Because the relationship between slip and longitudinal force is non-linear, and because there is more normal force at the outside tire, in the case we are examining we get a decrease in thrust roll and thrust wedge as we add power. This will intensify the transition from power understeer to power oversteer. If the car has pro-squat geometry instead, and that geometry produces side-view hub motion paths that are linear and slope forward at the top, we get the opposite effect: the jacking force at the outside wheel again increases faster than at the inside wheel, but this time it’s downward, or pro-compression. This makes thrust roll and thrust wedge increase as we add power, making the transition from power understeer to power oversteer less in magnitude and abruptness.
Now let’s consider the same situation as above, but with a locker. A locker drives whichever wheel rotates slower, and lets the faster one (the outside one, in a road racing car) overrun. To release and overrun, the faster wheel has to exert enough torque to overcome a spring load in the mechanism. Consequently, there is a slight drag from the outside wheel, but it’s much smaller than with a spool. If neither wheel tries to overrun sufficiently to unlock, the device drives both wheels at identical rpm.
At moderate power application, the inside rear wheel drives and the outside one coasts, with just a little drag. If the suspension has symmetrical anti-squat, this produces some thrust roll and wedge.
If we roll on more power, the inside rear will produce more thrust, while the outside rear continues to coast. Thrust roll likewise increases. Inside rear slip percentage will also increase.
As we continue to roll on more power, inside rear slip will increase enough to equalize shaft speeds. Then the locker will lock, and drive both rear wheels at identical rpm. At this point there is an abrupt increase in thrust at the outside rear, which adds oversteer and produces the characteristic “locker twitch”. With symmetrical anti-squat, there is also an abrupt decrease in thrust roll and wedge. This will tend to intensify the twitch.
As with the spool, symmetrical pro-squat will have an opposite effect, and moderate the transition.
Gear-type and clutch pack limited slip differentials have behavior somewhere between spools and open diffs, depending on the amount of locking torque. The amount of locking torque depends on the amount of power applied, the preload in the unit, the size and number of frictional elements, the ramp or gear tooth angles, and the type and condition of the lubricant. This makes modeling the unit’s behavior, or generalizing about it, rather difficult. We can say, however, that the closer the unit is to being locked, the more it acts like a spool, and the less the locking torque is, the more it acts like an open diff, with respect to thrust roll as well as otherwise.
The questioner notes that the front/rear distribution of elastic roll resistance affects the amount of wedge or diagonal percentage change that we get from thrust roll, and that geometric roll resistance doesn’t matter for this. That is quite true.

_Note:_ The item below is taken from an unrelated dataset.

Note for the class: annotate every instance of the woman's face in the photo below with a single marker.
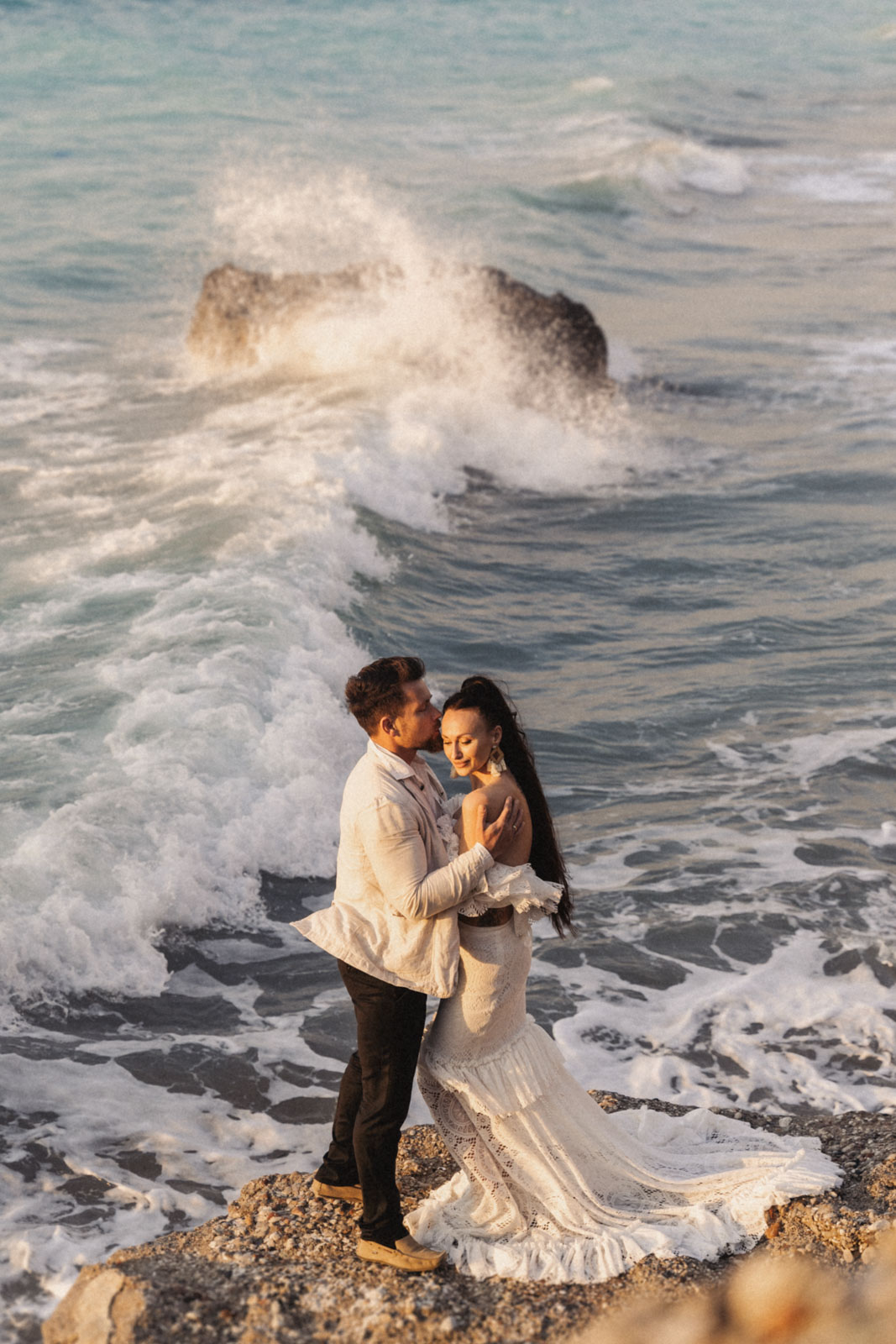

However, it is not true that there will be no diagonal percentage change if the front and rear elastic roll resistances are identical. Rather, the rear suspension has to have all the elastic roll resistance for this to be so. In other words, either the front elastic roll resistance has to be zero, or the rear suspension has to be completely rigid in roll. Short of this point, having less front elastic roll resistance, and more rear, will reduce the magnitude of wheel load changes from thrust roll. This is also true for diagonal percentage changes from driveshaft torque roll in live axle rear suspensions.